Cell members have the tendency to invite their fellow Christian friends and work associates to their own cell groups. After all, it’s easier to invite a friend and fellow Christian, rather than doing the hard work of getting to know an unbeliever or unchurched person. But filling up your cell group with Christians from other churches will eventually stagnate your cell group and cell ministry. Here’s why:

  1. The space problem. That person is filling up space in the group that should be taken by a member from your church or an unchurched person (non-Christian or person who doesn’t have a church home). Didn’t Jesus say that the harvest is plentiful? (Matthew 9). In most places around the world, there are plenty of people who need Jesus, and that’s a key reason why your group exists. I’ve seen many cells stagnate because they were dominated by people from other churches. Don’t allow this to happen!
  2. The direction problem. You can’t truly disciple a person from another church. For example, how are you going to take that person through your church’s discipleship equipping (i.e., training) that teaches your church’s doctrine, vision, and eventually leads to the person becoming a disciple-maker in one of your new cell groups? In other words, you can’t move forward with this person because he or she is already under the direction of another pastor, church, set of values, and vision (e.g., ministries, programs, doctrine, etc.)
  3. The vision problem. The person isn’t on the same page with you concerning direction, goals, and oftentimes doctrine.

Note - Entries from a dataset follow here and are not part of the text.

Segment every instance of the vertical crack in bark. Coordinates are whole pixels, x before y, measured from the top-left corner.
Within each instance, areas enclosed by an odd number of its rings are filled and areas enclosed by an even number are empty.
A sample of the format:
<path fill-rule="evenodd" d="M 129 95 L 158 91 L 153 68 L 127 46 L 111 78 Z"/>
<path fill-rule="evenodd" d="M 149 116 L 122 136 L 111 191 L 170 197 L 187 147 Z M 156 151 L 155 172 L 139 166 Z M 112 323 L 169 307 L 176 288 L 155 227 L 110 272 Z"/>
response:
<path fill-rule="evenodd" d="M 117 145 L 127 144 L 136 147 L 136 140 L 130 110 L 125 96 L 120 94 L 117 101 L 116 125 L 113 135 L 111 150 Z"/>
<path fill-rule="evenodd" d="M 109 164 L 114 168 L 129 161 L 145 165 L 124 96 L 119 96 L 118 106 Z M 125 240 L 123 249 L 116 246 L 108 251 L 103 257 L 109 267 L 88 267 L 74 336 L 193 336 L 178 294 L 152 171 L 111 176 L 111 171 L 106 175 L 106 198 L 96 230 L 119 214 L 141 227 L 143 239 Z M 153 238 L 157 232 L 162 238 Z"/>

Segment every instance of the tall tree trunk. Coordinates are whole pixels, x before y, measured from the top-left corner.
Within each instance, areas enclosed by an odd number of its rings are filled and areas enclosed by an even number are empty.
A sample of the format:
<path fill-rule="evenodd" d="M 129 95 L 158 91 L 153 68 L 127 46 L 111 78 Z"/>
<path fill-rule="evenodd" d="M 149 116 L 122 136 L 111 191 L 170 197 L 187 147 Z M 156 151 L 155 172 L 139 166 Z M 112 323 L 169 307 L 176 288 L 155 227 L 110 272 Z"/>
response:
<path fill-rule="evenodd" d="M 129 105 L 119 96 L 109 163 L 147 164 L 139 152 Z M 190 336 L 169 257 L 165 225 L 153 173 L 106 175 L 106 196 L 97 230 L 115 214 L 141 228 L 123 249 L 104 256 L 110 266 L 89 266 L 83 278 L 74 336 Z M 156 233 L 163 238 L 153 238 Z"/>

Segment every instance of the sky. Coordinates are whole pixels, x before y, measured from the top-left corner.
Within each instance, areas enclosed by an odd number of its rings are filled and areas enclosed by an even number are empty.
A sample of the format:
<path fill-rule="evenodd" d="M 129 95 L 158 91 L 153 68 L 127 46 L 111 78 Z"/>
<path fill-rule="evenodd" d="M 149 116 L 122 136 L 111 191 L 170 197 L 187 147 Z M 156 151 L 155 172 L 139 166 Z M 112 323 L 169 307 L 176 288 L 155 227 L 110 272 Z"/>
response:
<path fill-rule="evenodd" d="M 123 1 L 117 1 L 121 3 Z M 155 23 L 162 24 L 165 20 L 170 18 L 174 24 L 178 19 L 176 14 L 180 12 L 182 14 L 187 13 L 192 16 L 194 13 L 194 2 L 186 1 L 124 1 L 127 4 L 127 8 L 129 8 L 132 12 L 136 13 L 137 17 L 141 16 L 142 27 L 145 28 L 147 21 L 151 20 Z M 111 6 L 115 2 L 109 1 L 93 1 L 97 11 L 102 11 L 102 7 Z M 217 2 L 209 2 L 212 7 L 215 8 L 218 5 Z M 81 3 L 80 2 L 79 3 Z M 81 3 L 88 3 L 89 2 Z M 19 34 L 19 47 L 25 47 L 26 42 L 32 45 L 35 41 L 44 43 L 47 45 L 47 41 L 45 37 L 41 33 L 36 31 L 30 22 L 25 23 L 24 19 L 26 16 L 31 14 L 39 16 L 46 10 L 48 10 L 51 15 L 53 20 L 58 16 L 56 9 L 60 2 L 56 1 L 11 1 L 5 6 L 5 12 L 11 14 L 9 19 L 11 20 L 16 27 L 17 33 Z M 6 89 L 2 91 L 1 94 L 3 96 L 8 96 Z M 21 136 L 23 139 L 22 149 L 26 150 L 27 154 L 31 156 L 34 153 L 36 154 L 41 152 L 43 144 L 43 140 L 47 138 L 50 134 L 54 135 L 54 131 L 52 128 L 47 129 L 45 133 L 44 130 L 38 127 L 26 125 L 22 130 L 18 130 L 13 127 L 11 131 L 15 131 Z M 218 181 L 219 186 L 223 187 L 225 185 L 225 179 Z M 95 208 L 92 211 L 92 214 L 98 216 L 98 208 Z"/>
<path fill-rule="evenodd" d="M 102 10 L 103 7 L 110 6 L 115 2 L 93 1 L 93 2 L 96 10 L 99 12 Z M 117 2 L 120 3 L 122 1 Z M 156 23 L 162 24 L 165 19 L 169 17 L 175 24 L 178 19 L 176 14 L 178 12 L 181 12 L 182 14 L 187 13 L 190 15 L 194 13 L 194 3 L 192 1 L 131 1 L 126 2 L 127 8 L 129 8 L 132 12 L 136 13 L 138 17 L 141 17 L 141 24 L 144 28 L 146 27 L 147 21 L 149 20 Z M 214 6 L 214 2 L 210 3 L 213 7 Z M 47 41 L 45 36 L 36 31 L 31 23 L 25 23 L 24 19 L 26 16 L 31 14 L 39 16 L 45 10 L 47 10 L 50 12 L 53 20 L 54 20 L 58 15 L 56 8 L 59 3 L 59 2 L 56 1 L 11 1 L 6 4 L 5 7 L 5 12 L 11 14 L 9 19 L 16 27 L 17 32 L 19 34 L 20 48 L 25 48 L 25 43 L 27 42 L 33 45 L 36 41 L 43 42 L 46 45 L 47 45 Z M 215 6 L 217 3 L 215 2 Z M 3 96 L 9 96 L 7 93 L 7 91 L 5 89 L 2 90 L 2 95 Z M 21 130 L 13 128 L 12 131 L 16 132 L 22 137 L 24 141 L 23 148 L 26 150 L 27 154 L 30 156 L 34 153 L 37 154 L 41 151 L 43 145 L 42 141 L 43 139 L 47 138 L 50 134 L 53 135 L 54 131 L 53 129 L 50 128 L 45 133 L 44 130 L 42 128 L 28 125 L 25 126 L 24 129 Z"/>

These differences often come up when talking about cell outreach, pastoral issues, or what is happening in your church’s Sunday celebration.
  4. The ethical problem. God has designed order and leadership in the local church (e.g., Hebrews 13:17; 1 Timothy 2&3) and you as a cell leader need to respect that order.

Granted, there are exceptions. We have found that some people “say” they attend the popular mega church, but in reality these people aren’t hooked in, don’t attend, and are sheep without a shepherd. They need to hook into a local church. Some people also attend churches who don’t preach the gospel and are not even saved. You need to get them involved in your local church. And remember that some might decide (by their own free will) to change churches and start attending both cell and celebration in your local church.

Let us remember that Jesus is desirous of reaching your city and discipling those who are part of the local church that he has established. Go after the unchurched and also diligently make disciples from your own local church. Although it might be easier to fill up your cell group with people from other churches, refuse the temptation to do so!